Is negative media coverage a bad thing?
Finally, and this is a biggie, I’m not entirely sure that negative media coverage really hurts candidates. The contemporary candidate aided most by media coverage-President Donald Trump himself-is also the one the press is most biased against. Trump is potentially living proof of that age-old adage ‘any press is good press,’ theoretically suggesting that it matters less how you’re covered than that you are covered.
Of course, Trump is exceptional in many ways. He fans the flames of media hostility; Sanders does not. He positions himself oppositional to a liberal establishment; Sanders is enveloped in progressive ideology. Sanders might not be able to successfully harness hostile press relations the same way Trump has, even if the senator wanted to, but it is worth considering nonetheless.

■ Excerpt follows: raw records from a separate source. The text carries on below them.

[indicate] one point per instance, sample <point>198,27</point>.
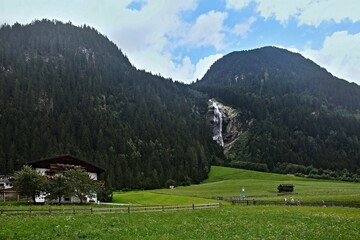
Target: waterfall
<point>217,121</point>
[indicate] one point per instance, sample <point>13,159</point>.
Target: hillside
<point>291,111</point>
<point>67,89</point>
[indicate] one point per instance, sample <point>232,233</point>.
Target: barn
<point>56,165</point>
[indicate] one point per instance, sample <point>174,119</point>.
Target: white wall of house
<point>41,198</point>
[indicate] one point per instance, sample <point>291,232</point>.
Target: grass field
<point>224,181</point>
<point>227,222</point>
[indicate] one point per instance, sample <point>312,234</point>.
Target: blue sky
<point>180,39</point>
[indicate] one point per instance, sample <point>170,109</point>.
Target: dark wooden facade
<point>286,188</point>
<point>66,162</point>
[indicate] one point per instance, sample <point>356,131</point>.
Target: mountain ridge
<point>300,113</point>
<point>69,90</point>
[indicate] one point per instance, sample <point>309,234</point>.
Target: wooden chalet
<point>56,165</point>
<point>286,188</point>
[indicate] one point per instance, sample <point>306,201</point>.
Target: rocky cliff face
<point>225,124</point>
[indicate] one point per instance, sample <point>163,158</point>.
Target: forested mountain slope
<point>291,109</point>
<point>67,89</point>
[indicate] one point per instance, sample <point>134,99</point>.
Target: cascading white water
<point>217,130</point>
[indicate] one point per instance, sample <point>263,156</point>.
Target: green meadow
<point>228,222</point>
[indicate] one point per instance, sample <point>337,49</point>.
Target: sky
<point>181,39</point>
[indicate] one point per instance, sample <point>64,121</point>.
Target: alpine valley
<point>69,90</point>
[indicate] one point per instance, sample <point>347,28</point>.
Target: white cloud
<point>339,55</point>
<point>242,29</point>
<point>208,30</point>
<point>204,64</point>
<point>307,12</point>
<point>237,4</point>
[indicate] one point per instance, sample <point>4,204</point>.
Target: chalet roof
<point>66,160</point>
<point>287,185</point>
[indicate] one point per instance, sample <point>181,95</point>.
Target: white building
<point>57,165</point>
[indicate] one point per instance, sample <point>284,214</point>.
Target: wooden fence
<point>91,210</point>
<point>311,204</point>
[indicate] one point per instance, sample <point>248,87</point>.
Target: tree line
<point>69,90</point>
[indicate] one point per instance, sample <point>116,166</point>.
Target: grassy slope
<point>232,222</point>
<point>229,181</point>
<point>228,222</point>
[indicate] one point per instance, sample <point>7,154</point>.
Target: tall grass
<point>232,222</point>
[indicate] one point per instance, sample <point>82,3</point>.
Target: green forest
<point>291,110</point>
<point>69,90</point>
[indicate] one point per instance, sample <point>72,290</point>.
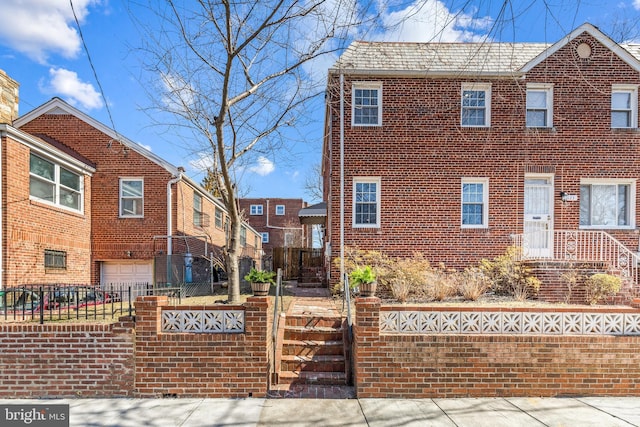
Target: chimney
<point>8,98</point>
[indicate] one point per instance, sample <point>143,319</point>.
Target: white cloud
<point>67,84</point>
<point>39,28</point>
<point>432,21</point>
<point>263,166</point>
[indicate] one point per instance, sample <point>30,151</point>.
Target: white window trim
<point>633,89</point>
<point>120,197</point>
<point>57,184</point>
<point>548,88</point>
<point>256,210</point>
<point>486,87</point>
<point>485,201</point>
<point>632,202</point>
<point>366,85</point>
<point>360,180</point>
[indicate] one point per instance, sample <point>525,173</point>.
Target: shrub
<point>601,285</point>
<point>510,276</point>
<point>474,283</point>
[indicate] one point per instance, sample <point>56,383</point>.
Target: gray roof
<point>438,58</point>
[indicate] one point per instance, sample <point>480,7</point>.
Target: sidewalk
<point>493,412</point>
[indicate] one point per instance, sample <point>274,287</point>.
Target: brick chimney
<point>8,98</point>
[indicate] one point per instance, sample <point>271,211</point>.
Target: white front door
<point>538,216</point>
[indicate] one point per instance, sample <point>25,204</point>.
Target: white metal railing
<point>579,245</point>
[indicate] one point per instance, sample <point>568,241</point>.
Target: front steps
<point>312,359</point>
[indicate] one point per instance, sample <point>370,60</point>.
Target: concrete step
<point>311,348</point>
<point>315,363</point>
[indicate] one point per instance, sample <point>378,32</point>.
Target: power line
<point>93,68</point>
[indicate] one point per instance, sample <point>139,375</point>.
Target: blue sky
<point>40,47</point>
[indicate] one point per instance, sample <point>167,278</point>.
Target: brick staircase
<point>313,353</point>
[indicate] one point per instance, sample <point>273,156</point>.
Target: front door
<point>538,216</point>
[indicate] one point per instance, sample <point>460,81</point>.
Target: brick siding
<point>447,366</point>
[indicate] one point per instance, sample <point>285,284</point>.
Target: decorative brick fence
<point>419,352</point>
<point>181,351</point>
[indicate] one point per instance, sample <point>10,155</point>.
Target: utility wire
<point>93,68</point>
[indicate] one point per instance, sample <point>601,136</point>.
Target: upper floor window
<point>539,106</point>
<point>475,202</point>
<point>131,197</point>
<point>197,210</point>
<point>218,219</point>
<point>476,105</point>
<point>366,104</point>
<point>255,210</point>
<point>607,203</point>
<point>52,183</point>
<point>624,106</point>
<point>366,202</point>
<point>243,236</point>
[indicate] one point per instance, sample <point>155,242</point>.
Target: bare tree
<point>235,74</point>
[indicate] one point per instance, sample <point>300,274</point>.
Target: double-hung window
<point>475,202</point>
<point>131,197</point>
<point>197,210</point>
<point>539,105</point>
<point>51,183</point>
<point>607,203</point>
<point>476,105</point>
<point>366,104</point>
<point>255,210</point>
<point>624,106</point>
<point>366,202</point>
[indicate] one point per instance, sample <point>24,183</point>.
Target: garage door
<point>129,272</point>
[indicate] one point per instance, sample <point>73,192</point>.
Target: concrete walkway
<point>583,412</point>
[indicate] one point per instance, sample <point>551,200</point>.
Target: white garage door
<point>126,272</point>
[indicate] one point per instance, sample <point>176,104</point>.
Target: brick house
<point>277,221</point>
<point>459,150</point>
<point>83,204</point>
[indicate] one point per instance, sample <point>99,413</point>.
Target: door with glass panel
<point>538,216</point>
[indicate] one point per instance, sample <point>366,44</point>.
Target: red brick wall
<point>31,227</point>
<point>420,153</point>
<point>445,366</point>
<point>203,365</point>
<point>72,361</point>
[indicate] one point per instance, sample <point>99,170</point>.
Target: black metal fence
<point>75,302</point>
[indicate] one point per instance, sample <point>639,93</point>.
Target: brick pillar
<point>258,348</point>
<point>366,337</point>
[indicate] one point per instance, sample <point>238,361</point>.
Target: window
<point>607,204</point>
<point>218,214</point>
<point>475,209</point>
<point>539,106</point>
<point>131,197</point>
<point>476,105</point>
<point>366,104</point>
<point>243,236</point>
<point>366,203</point>
<point>52,183</point>
<point>624,106</point>
<point>55,259</point>
<point>255,210</point>
<point>197,210</point>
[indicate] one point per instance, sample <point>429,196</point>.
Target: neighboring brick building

Is the press corps running a concerted smear campaign against Senator Bernie Sanders? Probably not. Sanders has a complicated relationship with the free press, stemming from years of public service and accessibility, and is both hindered and abetted by his established reputational model. Moreover, there is no evidence to suggest that the senator is being treated unfairly in the media any more than his contemporaries.
Sanders is an insurgent political outsider in many ways. His radical policies and intelligent tenacity have shaped contemporary American politics more than many of his peers, and will continue to do so in the years to come. But any narrative pitting Sanders against the press, or as an underdog candidate struggling for coverage, is a simplistic account of deeper realities.